Statistical Analysis

The sample size estimation accounted for the 2 primary outcomes. Because the minimal clinically important difference (MCID) of the FIHOA is unknown, the calculation was based on detecting a mean difference of 3 points (defined arbitrarily) (range, 0-30) with an SD of 6.2.²⁰ For pain, the calculation was based on detecting an MCID of 20 mm (SD, 20) on a 100-mm VAS.²¹ As the 2 primary outcomes were correlated (r = 0.49),⁹ an α of .027 was used as the level of significance for both outcomes at 6 weeks, which preserved an overall 5% level of significance.²² A sample size of 102 participants per group was estimated to achieve at least 80% power accounting for 20% dropouts.

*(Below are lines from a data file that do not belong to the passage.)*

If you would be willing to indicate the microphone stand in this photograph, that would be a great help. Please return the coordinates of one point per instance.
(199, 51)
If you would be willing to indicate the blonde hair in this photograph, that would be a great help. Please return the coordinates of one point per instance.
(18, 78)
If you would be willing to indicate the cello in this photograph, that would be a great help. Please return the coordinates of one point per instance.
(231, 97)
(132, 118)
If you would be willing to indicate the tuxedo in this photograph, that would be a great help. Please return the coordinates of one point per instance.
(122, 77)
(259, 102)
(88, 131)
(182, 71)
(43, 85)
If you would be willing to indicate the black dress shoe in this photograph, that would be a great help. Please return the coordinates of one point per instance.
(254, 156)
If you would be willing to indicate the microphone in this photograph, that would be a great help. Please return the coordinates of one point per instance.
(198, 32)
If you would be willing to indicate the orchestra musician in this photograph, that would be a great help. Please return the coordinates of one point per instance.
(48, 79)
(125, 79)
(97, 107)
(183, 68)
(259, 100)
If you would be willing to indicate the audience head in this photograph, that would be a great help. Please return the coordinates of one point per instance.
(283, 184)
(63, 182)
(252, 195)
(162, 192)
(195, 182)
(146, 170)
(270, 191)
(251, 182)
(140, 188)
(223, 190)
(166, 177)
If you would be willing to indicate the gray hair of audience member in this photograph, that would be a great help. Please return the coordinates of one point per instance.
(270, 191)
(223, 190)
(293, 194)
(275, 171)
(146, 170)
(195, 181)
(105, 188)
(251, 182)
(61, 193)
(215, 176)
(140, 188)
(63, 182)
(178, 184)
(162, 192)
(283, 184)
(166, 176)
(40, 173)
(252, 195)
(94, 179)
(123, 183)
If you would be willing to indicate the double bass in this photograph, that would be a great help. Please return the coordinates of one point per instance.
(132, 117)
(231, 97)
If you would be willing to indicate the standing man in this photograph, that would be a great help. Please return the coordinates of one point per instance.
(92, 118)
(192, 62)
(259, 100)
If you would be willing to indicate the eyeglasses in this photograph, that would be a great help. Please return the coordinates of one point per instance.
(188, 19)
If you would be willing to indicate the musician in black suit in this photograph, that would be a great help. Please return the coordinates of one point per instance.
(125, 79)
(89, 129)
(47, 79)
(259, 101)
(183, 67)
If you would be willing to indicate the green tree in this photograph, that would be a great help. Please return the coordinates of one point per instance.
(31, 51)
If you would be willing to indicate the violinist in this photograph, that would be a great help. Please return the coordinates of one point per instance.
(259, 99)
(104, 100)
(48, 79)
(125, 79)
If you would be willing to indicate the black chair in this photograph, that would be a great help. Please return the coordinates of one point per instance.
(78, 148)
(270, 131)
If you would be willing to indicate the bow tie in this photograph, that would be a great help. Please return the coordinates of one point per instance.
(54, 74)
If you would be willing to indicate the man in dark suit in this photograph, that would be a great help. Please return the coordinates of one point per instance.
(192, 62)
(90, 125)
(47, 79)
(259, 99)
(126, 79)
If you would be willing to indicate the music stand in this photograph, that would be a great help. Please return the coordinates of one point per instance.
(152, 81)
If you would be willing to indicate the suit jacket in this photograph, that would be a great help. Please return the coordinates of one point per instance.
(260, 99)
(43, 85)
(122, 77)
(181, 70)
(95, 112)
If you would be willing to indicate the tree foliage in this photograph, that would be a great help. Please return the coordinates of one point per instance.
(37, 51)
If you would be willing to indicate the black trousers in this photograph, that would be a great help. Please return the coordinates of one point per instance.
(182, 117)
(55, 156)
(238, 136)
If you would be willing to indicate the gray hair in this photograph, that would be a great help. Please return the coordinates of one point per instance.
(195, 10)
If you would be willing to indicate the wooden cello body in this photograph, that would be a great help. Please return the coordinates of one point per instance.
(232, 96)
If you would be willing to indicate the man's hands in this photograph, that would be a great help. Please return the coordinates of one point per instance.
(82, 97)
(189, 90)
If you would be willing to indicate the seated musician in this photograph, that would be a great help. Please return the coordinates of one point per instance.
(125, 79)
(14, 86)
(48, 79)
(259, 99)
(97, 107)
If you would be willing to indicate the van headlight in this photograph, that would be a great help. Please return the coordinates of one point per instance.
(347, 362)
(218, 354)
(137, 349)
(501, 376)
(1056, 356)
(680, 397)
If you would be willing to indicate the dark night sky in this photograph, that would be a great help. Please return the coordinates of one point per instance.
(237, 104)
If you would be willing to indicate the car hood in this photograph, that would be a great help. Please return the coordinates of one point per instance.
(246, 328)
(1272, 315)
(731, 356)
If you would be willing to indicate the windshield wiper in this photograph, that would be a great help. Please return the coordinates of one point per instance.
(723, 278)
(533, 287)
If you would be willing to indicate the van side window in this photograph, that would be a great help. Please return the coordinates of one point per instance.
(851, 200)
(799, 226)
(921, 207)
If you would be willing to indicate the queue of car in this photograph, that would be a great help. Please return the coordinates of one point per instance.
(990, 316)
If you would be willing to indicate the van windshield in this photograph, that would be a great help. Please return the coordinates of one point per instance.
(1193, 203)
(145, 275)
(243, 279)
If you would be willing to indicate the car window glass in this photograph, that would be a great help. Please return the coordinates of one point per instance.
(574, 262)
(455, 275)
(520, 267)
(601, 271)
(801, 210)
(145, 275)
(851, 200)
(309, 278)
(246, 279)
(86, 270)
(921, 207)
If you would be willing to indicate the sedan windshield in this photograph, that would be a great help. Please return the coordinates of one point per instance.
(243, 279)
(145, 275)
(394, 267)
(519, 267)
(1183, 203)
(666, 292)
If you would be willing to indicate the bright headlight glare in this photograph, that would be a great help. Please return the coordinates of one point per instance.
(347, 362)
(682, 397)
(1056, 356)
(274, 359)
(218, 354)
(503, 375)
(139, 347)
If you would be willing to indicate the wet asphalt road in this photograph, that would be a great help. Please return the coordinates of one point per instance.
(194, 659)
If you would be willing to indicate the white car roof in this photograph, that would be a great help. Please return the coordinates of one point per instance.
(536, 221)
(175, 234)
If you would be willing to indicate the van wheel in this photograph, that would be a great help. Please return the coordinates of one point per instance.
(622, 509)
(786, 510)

To determine the potential clinical significance of the between-group difference in hand function assessed by the FIHOA questionnaire, we used the anchor-based method to calculate the MCID based on the global ratings of change observed in this trial, as detailed in Terwee et al.²³ Briefly, the MCID was estimated based on the difference in the change score of the “slightly better” and “no change” participants.²⁴

Data were analyzed according to the intention-to-treat principle only. The between-group differences in mean change from baseline were compared using independent t test or the Wilcoxon rank-sum test as appropriate. Analyses were further adjusted for baseline score, sex, and KLG using analysis of covariance models fitted separately at 2, 6, and 12 weeks. Standardized mean differences (95% CI) were computed as the adjusted between-group difference in scores divided by the pooled SD of baseline scores.²⁵ Categorical outcomes were analyzed using the χ² test. The 95% CIs were calculated throughout with the exception of additional 97.3% CIs presented for the co–primary outcomes.

Results

Participants

We randomized 204 participants (102 to each group) (Figure), with 9 participants (4%) lost to follow-up from baseline to week 6. The mean (SD) age of the population was 65.6 (8.1) years, and 155 (76.0%) were female. Six-month follow-up data were obtained for 91 participants (89%) in the intervention group and 98 (96%) in the comparator group. Baseline characteristics (Table 1) were similar between the groups, except for a greater proportion of women and higher treatment credibility and expectancy in the intervention group. In the intervention group, 63 (66%) and 43 (45%) participants reported using all treatments (exercise, diclofenac sodium gel, and splint) at 6 and 12 weeks, respectively. Accidental unblinding of the blinded assessor (assessing grip and pinch strength and joint examination) occurred in 25 of 204 participants (12.3%), mostly due to participants revealing their treatment allocation.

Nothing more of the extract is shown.